COMMENTO ALLE LETTURE

Commento a cura di Giuseppe Di Stefano

Più di ogni affetto, più di ogni cosa...

Siccome molta gente andava con lui... Tante persone intorno a Gesù e lui ne approfitta per mettere le cose in chiaro. Il Vangelo dice: poiché molta gente andava con lui e subito dopo: se uno viene a me... Gesù si rivolge alla folla sottolineando però che il rapporto, la relazione non è con la massa, con i grandi numeri, ma con il singolo, con un volto. Essere un volto, ecco il primo tratto del discepolo.

A Gesù non interessano i raduni oceanici e neppure che lo si segua per fanatismo o per l'entusiasmo del momento: non vuole approfittare né dell'ingenuità né dell'euforia delle persone, non è un seduttore. È un Dio che ci prende sul serio, vuole che la nostra scelta di lui sia consapevole. La strada è questa, ha questi snodi, te la senti? La torre da costruire è questa, siedi prima e calcola la spesa: non nel senso che devi fondarti solo sulle tue forze, ma nel senso che devi giocare tutte le tue energie. Te la senti? Per evitare che, rimanendo a metà della costruzione, tutti coloro che vedono comincino a deriderti. E non è tanto il problema di fare brutta figura, il problema è che le cose a metà fanno tristezza, così come un cristiano che rimane a metà.

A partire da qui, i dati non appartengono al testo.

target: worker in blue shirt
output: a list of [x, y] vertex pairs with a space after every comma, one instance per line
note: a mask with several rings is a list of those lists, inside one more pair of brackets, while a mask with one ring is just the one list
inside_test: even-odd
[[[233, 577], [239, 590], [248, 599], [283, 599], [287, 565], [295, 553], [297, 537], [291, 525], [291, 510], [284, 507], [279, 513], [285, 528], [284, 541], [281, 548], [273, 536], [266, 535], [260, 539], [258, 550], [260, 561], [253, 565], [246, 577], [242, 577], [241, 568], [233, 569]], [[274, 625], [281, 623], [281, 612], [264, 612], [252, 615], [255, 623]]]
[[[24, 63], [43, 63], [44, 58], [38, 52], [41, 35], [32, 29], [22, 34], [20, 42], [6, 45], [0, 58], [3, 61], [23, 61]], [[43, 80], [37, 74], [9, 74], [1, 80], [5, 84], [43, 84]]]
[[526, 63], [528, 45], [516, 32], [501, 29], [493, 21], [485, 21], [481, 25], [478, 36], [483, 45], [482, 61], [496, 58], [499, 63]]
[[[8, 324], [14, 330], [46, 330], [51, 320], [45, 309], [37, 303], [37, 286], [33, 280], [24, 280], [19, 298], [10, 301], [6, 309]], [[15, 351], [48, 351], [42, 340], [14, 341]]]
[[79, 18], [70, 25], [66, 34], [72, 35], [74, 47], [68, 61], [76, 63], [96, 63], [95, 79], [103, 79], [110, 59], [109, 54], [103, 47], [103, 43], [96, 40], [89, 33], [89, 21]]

Chi non viene dietro di me, non può essere mio discepolo - dice Gesù. Il discepolo non è colui che si limita ad ascoltare un insegnamento, ma colui che si mette in cammino dietro i passi del maestro, disposto a condividere la sua vita. Ogni discepolo non può che avere uno spirito nomade, perché Cristo è su tutte le strade del mondo, ad aprire sempre nuovi cammini. Ci chiediamo, allora dove intende portarci Gesù. Infatti, ascoltando le sue parole, ci prende il sospetto che voglia condurci verso un'esperienza impossibile da accettare.

Se uno non odia suo padre, sua madre, la moglie, i figli, i fratelli, le sorelle... Se uno non odia la propria vita...

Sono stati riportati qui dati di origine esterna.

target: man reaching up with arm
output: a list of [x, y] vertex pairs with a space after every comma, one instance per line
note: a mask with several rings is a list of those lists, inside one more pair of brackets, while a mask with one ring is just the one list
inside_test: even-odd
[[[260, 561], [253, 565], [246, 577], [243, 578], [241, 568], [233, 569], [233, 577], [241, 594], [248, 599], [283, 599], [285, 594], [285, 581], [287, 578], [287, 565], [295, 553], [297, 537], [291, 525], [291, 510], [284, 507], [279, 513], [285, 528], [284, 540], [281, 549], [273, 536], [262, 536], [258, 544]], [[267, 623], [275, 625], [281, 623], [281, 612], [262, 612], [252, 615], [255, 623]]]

La condizione suona un po' dura ai nostri orecchi, per via anche di quel verbo odiare, che rispettando la lingua della Bibbia, andrebbe tradotto amare di meno. «Se qualcuno viene con me e non ama me più del padre e della madre, della moglie e dei figli, dei fratelli e delle sorelle, anzi, se uno non mi ama più di se stesso e della sua stessa vita, non può essere mio discepolo».

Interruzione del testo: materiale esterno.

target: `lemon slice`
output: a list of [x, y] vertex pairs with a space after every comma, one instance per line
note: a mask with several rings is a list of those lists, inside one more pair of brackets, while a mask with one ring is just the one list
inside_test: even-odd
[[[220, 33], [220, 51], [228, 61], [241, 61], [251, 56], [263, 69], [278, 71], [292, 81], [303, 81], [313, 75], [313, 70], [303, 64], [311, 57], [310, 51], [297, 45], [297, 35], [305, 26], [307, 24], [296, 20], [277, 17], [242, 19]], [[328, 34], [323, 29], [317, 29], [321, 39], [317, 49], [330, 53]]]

È questa assolutezza che ci viene chiesta: amare Gesù, più di chiunque, più ancora delle persone a noi più care, più della nostra stessa vita. E rinunziare a tutti i propri averi...

Rinunziare alle cose, non metterle in cima ai propri pensieri, perché il dramma delle cose è che hanno un fondo e il loro fondo è vuoto. Rinunziare alla logica dell'avere di più, in questo mondo disponibile a tutti i commerci e a tutte le vendite. Rinunziare a questo sistema disposto a fare del denaro la misura ultima del bene e del male.

È questo il caso serio del cristianesimo, questo è ciò che è in pericolo. Non si tratta di avere una qualche sensibilità religiosa, una vaga e indefinita fede in Dio, ma di chiederci che posto occupa Gesù nella nostra vita, se per noi è prima, se è sopra anche delle persone e delle cose più care. Ma la domanda successiva, strettamente conseguente a questa è: quanto conosciamo Gesù? Come si può dire di metterlo al di sopra di tutto, di amarlo più di tutti, se non conosciamo, se non penetriamo il Vangelo, le Scritture?

L'ignoranza delle Scritture è ignoranza di Cristo. Di qui il bisogno di penetrare nei suoi pensieri, nei suoi sogni, nelle sue sfide e farli nostri. Fare cioè dei suoi pensieri, dei suoi sogni, delle sue sfide sempre più, ogni giorno di più, la nostra scelta, il nostro assoluto. Sfuggendo a un equivoco, che poi diventa anche un timore: quello cioè, che amare Gesù più del padre e della madre, della moglie e dei figli, degli averi e della stessa vita, voglia dire amare meno. No, vuol dire semplicemente non crearci degli idoli soffocanti, né di noi stessi né degli altri.
Diventeremmo schiavi, se occupassero il posto di Dio.

Mettere Dio al primo posto vuol dire anzi, porre una garanzia che preservi l'amore dal diventare nido di egoismi e lo mantenga vero amore.